Les Proies : joli film sans âme et remake inutile

Il y a des films comme ça qu’il faut éviter de toucher. Les Proies, chef-d’œuvre de Don Siegel réalisé en 1971 en fait assurément partie. Un film noir et glaçant se déroulant durant la guerre de Sécession où un soldat nordiste manipulateur se retrouve dans un pensionnat de jeunes filles en Virginie, séduisant chacune des femmes en présence pour assurer son confort et son pouvoir, étant loin de se douter que toutes ces belles demoiselles sont tout aussi affreuses que lui. Film unique en son genre où Clint Eastwood brillait par son cynisme, Les Proies était donc intouchable jusqu’à l’arrivée de Sofia Coppola derrière les manettes de ce remake au casting quatre étoiles.
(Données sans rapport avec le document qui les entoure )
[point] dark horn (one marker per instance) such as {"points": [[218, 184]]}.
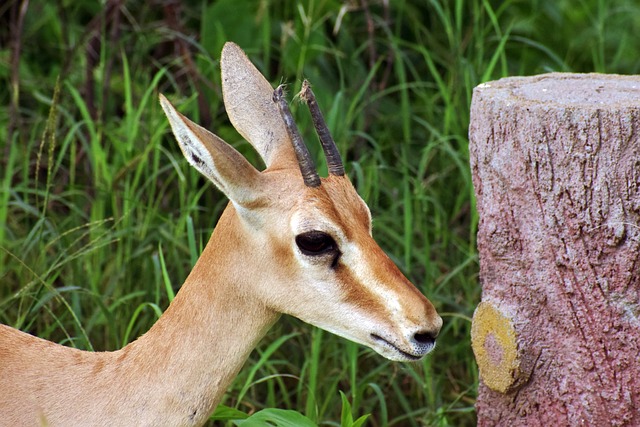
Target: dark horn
{"points": [[308, 169], [334, 161]]}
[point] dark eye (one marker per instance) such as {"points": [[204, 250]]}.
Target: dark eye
{"points": [[315, 243]]}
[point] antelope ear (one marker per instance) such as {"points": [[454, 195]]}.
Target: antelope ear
{"points": [[248, 99], [214, 158]]}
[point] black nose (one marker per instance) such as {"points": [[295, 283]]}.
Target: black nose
{"points": [[425, 337]]}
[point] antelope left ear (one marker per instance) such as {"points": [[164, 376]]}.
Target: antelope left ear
{"points": [[214, 158], [248, 99]]}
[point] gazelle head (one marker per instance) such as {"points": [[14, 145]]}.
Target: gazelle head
{"points": [[309, 236]]}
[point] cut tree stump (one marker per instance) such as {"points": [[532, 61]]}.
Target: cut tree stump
{"points": [[556, 169]]}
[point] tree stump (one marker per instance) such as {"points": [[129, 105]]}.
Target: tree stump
{"points": [[556, 169]]}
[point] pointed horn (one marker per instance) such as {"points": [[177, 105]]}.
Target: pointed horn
{"points": [[308, 169], [334, 161]]}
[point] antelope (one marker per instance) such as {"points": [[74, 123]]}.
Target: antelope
{"points": [[288, 242]]}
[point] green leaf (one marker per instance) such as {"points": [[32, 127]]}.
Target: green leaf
{"points": [[225, 413], [276, 418]]}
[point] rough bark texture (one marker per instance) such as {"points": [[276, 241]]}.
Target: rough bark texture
{"points": [[556, 169]]}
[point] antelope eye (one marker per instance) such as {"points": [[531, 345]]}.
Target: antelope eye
{"points": [[315, 243]]}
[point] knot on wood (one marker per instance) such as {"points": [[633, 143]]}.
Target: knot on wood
{"points": [[494, 343]]}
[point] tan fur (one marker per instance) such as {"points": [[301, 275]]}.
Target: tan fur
{"points": [[250, 272]]}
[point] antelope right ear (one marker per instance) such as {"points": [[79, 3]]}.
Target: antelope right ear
{"points": [[214, 158], [248, 99]]}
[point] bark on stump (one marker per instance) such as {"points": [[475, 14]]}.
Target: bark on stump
{"points": [[556, 169]]}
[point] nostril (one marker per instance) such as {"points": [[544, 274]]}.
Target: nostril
{"points": [[425, 338]]}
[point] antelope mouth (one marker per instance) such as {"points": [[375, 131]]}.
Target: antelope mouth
{"points": [[403, 354]]}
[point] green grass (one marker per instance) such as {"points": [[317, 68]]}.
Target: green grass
{"points": [[101, 218]]}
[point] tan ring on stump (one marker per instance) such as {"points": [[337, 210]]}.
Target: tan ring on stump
{"points": [[493, 339]]}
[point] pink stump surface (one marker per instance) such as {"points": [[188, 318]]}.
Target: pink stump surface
{"points": [[556, 169]]}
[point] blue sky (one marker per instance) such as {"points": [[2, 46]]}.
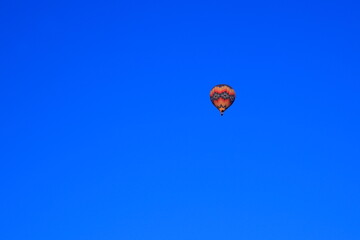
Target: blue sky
{"points": [[108, 132]]}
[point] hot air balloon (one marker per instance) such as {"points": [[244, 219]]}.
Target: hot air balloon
{"points": [[222, 96]]}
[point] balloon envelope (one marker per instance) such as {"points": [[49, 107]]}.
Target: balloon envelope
{"points": [[222, 96]]}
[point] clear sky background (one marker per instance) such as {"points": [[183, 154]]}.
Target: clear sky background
{"points": [[107, 130]]}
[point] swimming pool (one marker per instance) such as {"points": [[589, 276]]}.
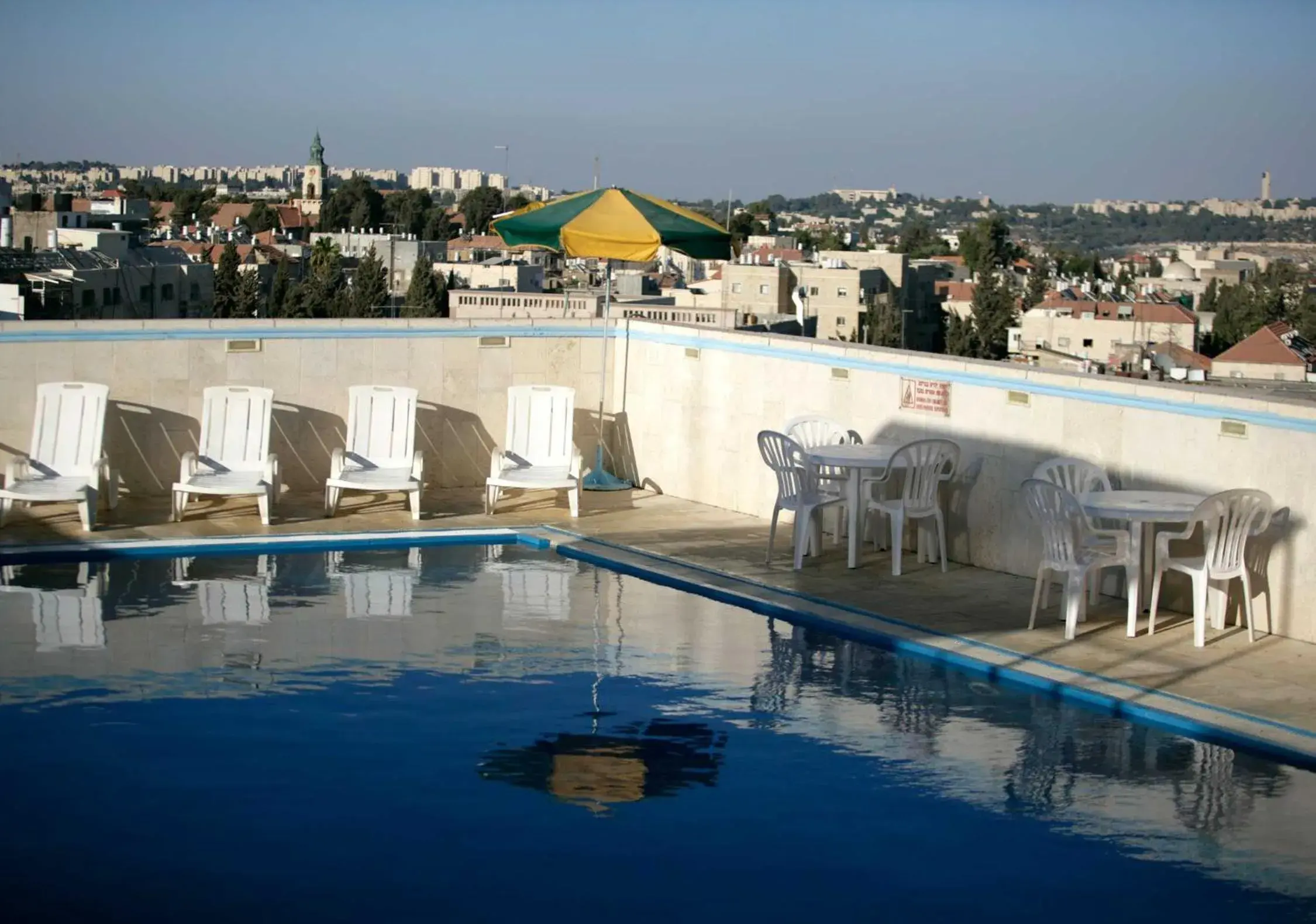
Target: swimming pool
{"points": [[492, 732]]}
Un remake que la réalisatrice elle-même ne voulait pas faire jusqu’à ce qu’elle décide de privilégier le point de vue des femmes dans le récit, point de vue qui faisait également le sel du roman de Thomas Cullinan où chaque chapitre nous plongeait dans les pensées d’une des pensionnaires de la maisonnée où le caporal McBurney venait jeter l’émoi. Une bonne idée, dans l’air du temps mais qui tombe à plat vu la façon dont Coppola oriente le récit, faisant de McBurney une victime geignarde là où il était carrément retors dans la version Siegel.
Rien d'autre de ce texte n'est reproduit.